Bloody red shrimp Photo courtesy of S. Pothoven, Great Lakes Environmental Research Laboratory

The words “bloody red shrimp” don’t exactly sound pleasant at the best of times, but the species’ name has become even more sinister to biologists’ ears since one of the shrimp was found in Lake Superior.

A single bloody red shrimp was found on the American side of the lake, near Duluth, Minnesota, in July, and was identified a few months later. The species originated from the Caspian Sea in Europe, and has since been found in every great lake except Lake Superior — until now.

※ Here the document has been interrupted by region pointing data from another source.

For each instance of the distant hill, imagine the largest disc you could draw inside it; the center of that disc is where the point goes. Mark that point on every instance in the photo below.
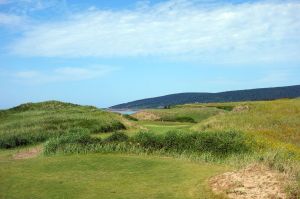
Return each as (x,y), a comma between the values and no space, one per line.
(228,96)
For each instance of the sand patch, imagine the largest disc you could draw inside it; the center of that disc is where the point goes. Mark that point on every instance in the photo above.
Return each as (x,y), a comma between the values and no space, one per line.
(255,182)
(28,153)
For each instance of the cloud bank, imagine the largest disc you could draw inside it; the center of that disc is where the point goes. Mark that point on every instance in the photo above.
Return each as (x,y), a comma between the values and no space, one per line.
(262,30)
(61,74)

“How it got here? We’re not really sure,” Doug Jensen, an invasive species specialist at the University of Minnesota’s Sea Grant Program, told the CBC.

“The finding really raises more questions than . . . answers.”

Environmental specialists aren’t ringing the alarm bells yet. The specimen — the only bloody red shrimp found in Lake Superior so far — was found dead, and it’s possible that it was already dead when it reached the lake, possibly being dumped by a cargo ship. However, if it does represent a new invasive species in the lake, it could be near impossible to get rid of.

“I’m not sure there’s any real effective management tool,” Jensen said.

As always, the best management practice for invasive species is to keep them from spreading, which boaters can do by cleaning their boats and changing filters before moving from one lake to another. In America, ocean-going cargo ships from other freshwater ports are required by the Coast Guard to flush out their ballast tanks with salt water before entering the Great Lakes, a process known as “swish and spit,” named after the common dentist’s commandment. The process has seemingly prevented any new species from entering the lakes since 2006. 

It’s unclear what effect the bloody red shrimp has on Great Lakes ecosystems. The species tends to avoid light, but emerges at night to eat zooplankton, which may reduce the number of zooplankton available to other fish. On the other hand, the shrimp themselves may become a food source for fish that also eat shrimp native to the lake.

Only time will tell if the bloody red shrimp has truly infiltrated Lake Superior, and what sort of effect it will have on the long term health of the Great Lakes. Scientists will consider to look into the issue, and in the meantime, the best the rest of us can do is clean our boats thoroughly and hope that that single shrimp was the only one of its kind to be found in Lake Superior.